Mind's Horizon by Eric Malikyte
4.0

3.5 stars rounded.

Mind’s Horizon, by Eric Malikyte, starts off with a prologue that reaches out and grabs the reader, giving them a taste of the cosmic, other-worldly content that the author intends to address throughout the rest of the story.  I read it right before leaving for work, and found myself weighing whether or not I could afford to be late. Rather than an introduction to what we will spend the next 350 or so pages doing, it actually serves as more of a bookend.  The bulk of the book spends more time dealing with human relationships than with cosmic monsters. That doesn’t mean we don’t get a lot of the latter, but Mind’s Horizon makes a full-fledged effort to distance itself from its’ Lovecraftian ancestors where the characters are second-rate in service to gods and monsters.

Malikyte lets the novel take it’s time getting to the locale where most of the story will take place.  We get to live in the world he built, we meet all the characters. Through mostly dialogue and limited flashback, we examine their complex relationships, ranging from familial to having fought on different sides of a civil war.  The world our story takes place in is in a second ice age, and survivors are still reeling from a war between federalists and revolutionists. Malikyte gives a clear glimpse of what has lead to this moment without beating us over the head with it.  We get enough information to set the stage, but it never becomes a distraction. 

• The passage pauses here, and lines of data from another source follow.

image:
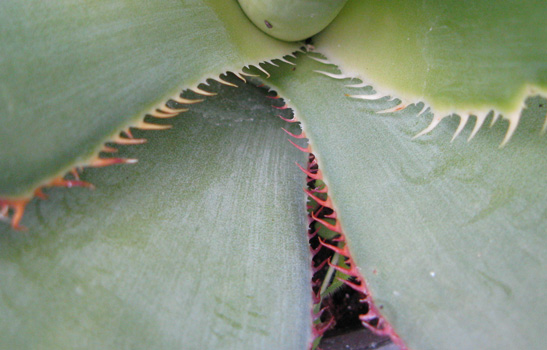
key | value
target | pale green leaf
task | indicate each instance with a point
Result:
(201, 245)
(450, 237)
(464, 57)
(75, 73)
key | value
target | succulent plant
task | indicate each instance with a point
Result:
(204, 243)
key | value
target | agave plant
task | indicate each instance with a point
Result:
(204, 243)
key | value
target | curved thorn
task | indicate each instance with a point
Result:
(342, 251)
(325, 203)
(40, 193)
(237, 74)
(170, 110)
(336, 227)
(148, 126)
(332, 75)
(124, 141)
(262, 69)
(430, 127)
(358, 287)
(293, 120)
(224, 82)
(60, 182)
(513, 122)
(400, 106)
(305, 150)
(463, 120)
(370, 97)
(301, 136)
(321, 60)
(186, 101)
(101, 162)
(285, 106)
(162, 115)
(316, 176)
(359, 85)
(199, 91)
(108, 149)
(494, 119)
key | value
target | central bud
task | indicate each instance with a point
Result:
(291, 20)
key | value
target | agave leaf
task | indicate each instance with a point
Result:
(449, 236)
(463, 57)
(200, 245)
(74, 74)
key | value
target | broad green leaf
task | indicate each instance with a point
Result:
(200, 245)
(450, 237)
(73, 73)
(464, 57)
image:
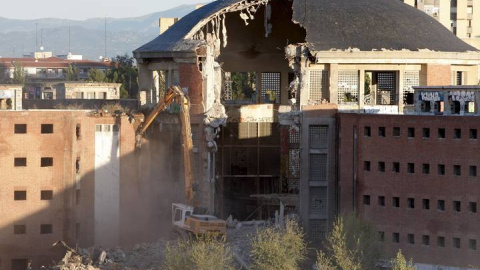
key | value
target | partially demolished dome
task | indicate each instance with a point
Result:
(366, 25)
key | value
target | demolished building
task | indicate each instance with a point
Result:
(285, 71)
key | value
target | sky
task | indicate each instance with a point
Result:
(84, 9)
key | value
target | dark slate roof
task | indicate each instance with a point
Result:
(341, 24)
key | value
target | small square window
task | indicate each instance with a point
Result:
(425, 240)
(396, 202)
(441, 205)
(381, 166)
(472, 207)
(46, 195)
(381, 131)
(411, 238)
(366, 199)
(20, 195)
(367, 131)
(47, 128)
(457, 206)
(381, 236)
(457, 133)
(456, 242)
(426, 204)
(20, 128)
(395, 237)
(46, 162)
(396, 167)
(20, 162)
(441, 169)
(381, 200)
(19, 229)
(426, 133)
(473, 134)
(441, 133)
(411, 168)
(46, 228)
(472, 244)
(473, 171)
(396, 132)
(366, 166)
(441, 241)
(426, 168)
(457, 170)
(411, 132)
(411, 203)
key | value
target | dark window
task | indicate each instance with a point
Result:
(19, 229)
(381, 166)
(472, 244)
(456, 242)
(473, 134)
(46, 228)
(411, 203)
(381, 236)
(367, 131)
(426, 204)
(426, 133)
(47, 128)
(396, 167)
(46, 162)
(396, 202)
(366, 166)
(457, 206)
(441, 133)
(472, 207)
(411, 238)
(411, 132)
(457, 171)
(473, 171)
(366, 199)
(441, 205)
(396, 132)
(426, 240)
(441, 169)
(46, 195)
(426, 168)
(20, 128)
(411, 168)
(381, 131)
(395, 237)
(20, 162)
(457, 133)
(381, 200)
(441, 241)
(20, 195)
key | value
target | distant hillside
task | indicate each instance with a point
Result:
(87, 36)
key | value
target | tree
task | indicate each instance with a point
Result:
(352, 245)
(399, 263)
(204, 252)
(72, 73)
(278, 248)
(19, 73)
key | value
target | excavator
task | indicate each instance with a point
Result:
(183, 218)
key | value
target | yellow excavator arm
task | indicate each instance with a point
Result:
(175, 95)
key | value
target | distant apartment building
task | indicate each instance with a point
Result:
(462, 17)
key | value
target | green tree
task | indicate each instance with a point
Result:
(276, 248)
(96, 75)
(72, 73)
(399, 263)
(201, 253)
(19, 73)
(352, 245)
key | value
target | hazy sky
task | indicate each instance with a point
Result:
(83, 9)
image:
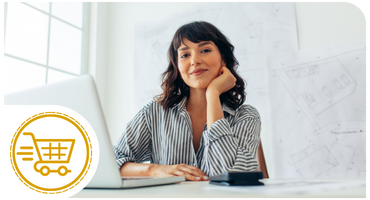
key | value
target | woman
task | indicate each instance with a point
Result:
(198, 126)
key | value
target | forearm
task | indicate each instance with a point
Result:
(136, 169)
(214, 108)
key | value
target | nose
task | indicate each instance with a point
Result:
(195, 59)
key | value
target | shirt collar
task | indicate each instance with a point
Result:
(181, 106)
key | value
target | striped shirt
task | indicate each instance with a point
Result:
(165, 137)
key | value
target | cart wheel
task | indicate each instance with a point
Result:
(62, 170)
(47, 170)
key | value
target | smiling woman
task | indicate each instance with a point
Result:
(198, 126)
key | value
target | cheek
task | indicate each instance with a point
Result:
(183, 70)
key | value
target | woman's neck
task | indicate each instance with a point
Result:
(197, 102)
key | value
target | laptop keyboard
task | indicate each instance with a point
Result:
(135, 178)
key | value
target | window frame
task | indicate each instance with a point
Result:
(84, 40)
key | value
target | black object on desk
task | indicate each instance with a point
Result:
(237, 179)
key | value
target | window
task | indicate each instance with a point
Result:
(45, 42)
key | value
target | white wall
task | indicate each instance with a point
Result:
(319, 23)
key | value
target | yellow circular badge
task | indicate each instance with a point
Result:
(51, 152)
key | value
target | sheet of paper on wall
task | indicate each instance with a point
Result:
(319, 102)
(255, 27)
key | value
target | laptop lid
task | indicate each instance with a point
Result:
(78, 94)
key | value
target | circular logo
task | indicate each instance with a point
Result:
(51, 152)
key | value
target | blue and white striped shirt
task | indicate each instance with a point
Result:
(166, 138)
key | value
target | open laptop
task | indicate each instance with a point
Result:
(80, 95)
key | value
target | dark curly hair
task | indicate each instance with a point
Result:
(175, 89)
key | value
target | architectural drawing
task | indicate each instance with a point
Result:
(320, 109)
(318, 86)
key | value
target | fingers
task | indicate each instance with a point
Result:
(191, 173)
(195, 171)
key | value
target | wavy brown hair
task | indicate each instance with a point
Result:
(175, 89)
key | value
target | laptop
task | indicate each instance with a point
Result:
(80, 94)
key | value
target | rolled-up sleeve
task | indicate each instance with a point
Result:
(134, 144)
(231, 148)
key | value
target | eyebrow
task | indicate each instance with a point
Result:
(199, 45)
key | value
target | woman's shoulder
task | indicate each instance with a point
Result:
(247, 111)
(153, 106)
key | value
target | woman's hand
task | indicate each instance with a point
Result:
(223, 83)
(191, 173)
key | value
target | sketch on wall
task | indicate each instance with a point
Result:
(320, 111)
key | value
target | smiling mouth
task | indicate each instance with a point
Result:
(197, 73)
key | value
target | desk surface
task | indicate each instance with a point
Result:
(204, 190)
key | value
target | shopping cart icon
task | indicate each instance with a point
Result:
(50, 152)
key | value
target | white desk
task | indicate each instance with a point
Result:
(203, 190)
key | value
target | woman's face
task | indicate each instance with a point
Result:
(199, 63)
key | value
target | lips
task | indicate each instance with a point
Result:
(198, 72)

The cosmic elements never disappear throughout. There are always looks back at the events from the prologue and the novel’s primary antagonist attempting to balance the line between summoning and serving the alternate dimensional beings.  At the forefront is the way the characters deal with isolation, the surroundings in their new home, and each other. In many ways, Malikyte uses the isolation that stems from the ice age to replicate the atmosphere created in movies like Alien or Event Horizon, without venturing into the farthest reaches of space.

Pacing was occasionally an issue throughout.  I found myself either plowing through chapter by chapter, anxiously anticipating what was coming next at some points, and dragging through other parts to get to next event of plot during other parts of the book.  The story as a whole works on the basis of character relationships and tense atmosphere, just not in a strictly linear fashion. If you’re okay with that, and you like a cosmic horror story that doesn’t (metaphorically) sacrifice humanity for tentacles, this might be the one for you.


I was given an e-book by the author for review consideration.